Questo tipo di ricerca, se portata avanti in maniera sistematica, oltre ad avere il merito di aprire nuovi canali di collaborazione con realtà imprenditorialila reale1 esistenti, potrebbe contribuire a sviluppare nuove forme di supporto (anche economico) che permetterebbero alle aziende stesse di risolvere, almeno parzialmente, il problema dello smaltimento dei residui delle lavorazioni e, al progetto, di poter accedere a delle materie prime a costi contenuti. Alimentare altre filiere di produzione ­­– fare sistema insomma – appare uno dei valori aggiunti del progetto che ricolloca ciò che nella catena di produzione industriale è considerato uno scarto nella sfera delle risorse da utilizzare, in linea con i presupposti di sostenibilità sottesi a FarmAsinara. “Il grande sogno – confessa Pintore – è che questo possa essere solo il primo passo verso la nascita di un Centro studi di Fitocosmesi del Mediterraneo (realtà ad oggi inesistente) proprio all’Asinara”.

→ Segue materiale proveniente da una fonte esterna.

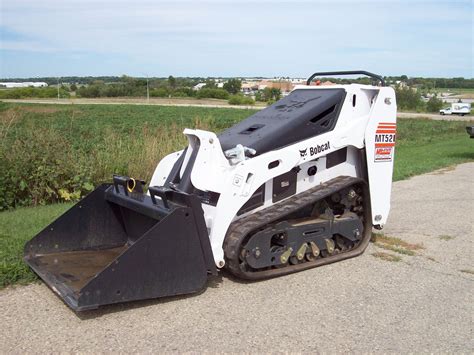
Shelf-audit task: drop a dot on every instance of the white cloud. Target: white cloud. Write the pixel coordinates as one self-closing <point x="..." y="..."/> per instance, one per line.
<point x="248" y="37"/>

L’importanza della ricerca scientifica, l’attenzione alle risorse naturali, la necessità di creare opportunità di crescita economica: tutte istanze che il progetto FarmAsinara raccoglie in sé, dove il rispetto per l’ambiente non si traduce nell’idea di fare dello stesso il museo di se stesso, bensì – attraverso l’analisi delle suoi elementi fitomorfi – ha lo scopo di metterne a frutto le proprietà benefiche. In che modo? Trasformando i risultati degli analisi accademiche in economia reale, attraverso dei prodotti che si inseriscono in un segmento di mercato, quello della cosmesi naturale, in costante crescita. Una linea di prodotti – La Reale – che oltre a fare bene e ad essere esteticamente interessante, custodisce il patrimonio di un paradiso. Un’isola nell’isola, misconosciuta dai sardi stessi, relegata troppo a lungo all’idea di terra di confino e che, nell’immaginario collettivo, si identificava con la struttura carceraria per mafiosi sottoposti al 41-bis e dove i magistrati Giovanni Falcone e Paolo Borsellino furono destinati per istruire il maxiprocesso del 1986.

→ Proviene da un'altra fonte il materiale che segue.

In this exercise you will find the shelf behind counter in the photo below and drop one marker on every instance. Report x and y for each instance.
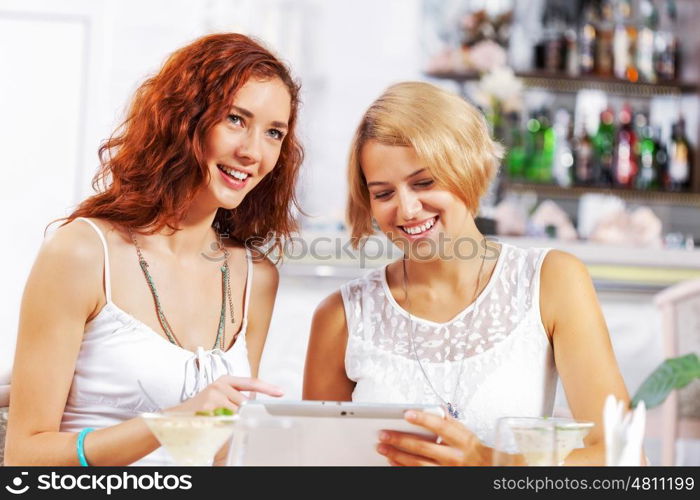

Un progetto in cui il valore della bellezza non è legato a fattori meramente estetici: si tratta di una vera e propria presa di coscienza della necessità di lavorare non solo nei territori, ma grazie ad essi e per essi. FarmAsinara non fa altro che diffondere – grazie alla connessione tra ricerca accademica e creazione di impresa – le virtù di una realtà quasi surreale, dove la natura, rispetto al comportamento umano, può rivelarsi leopardianamente madre e matrigna.

La linea di prodotti La Reale è in vendita in diverse farmacie, parafarmacie, erboristerie in Sardegna e a Matera; da qualche settimana è disponibile anche lo shop on line dal sito farmasinara.it. FarmAsinara-Officine Cosmetiche avrà un suo spazio presso la Galleria Tanit di Sassari.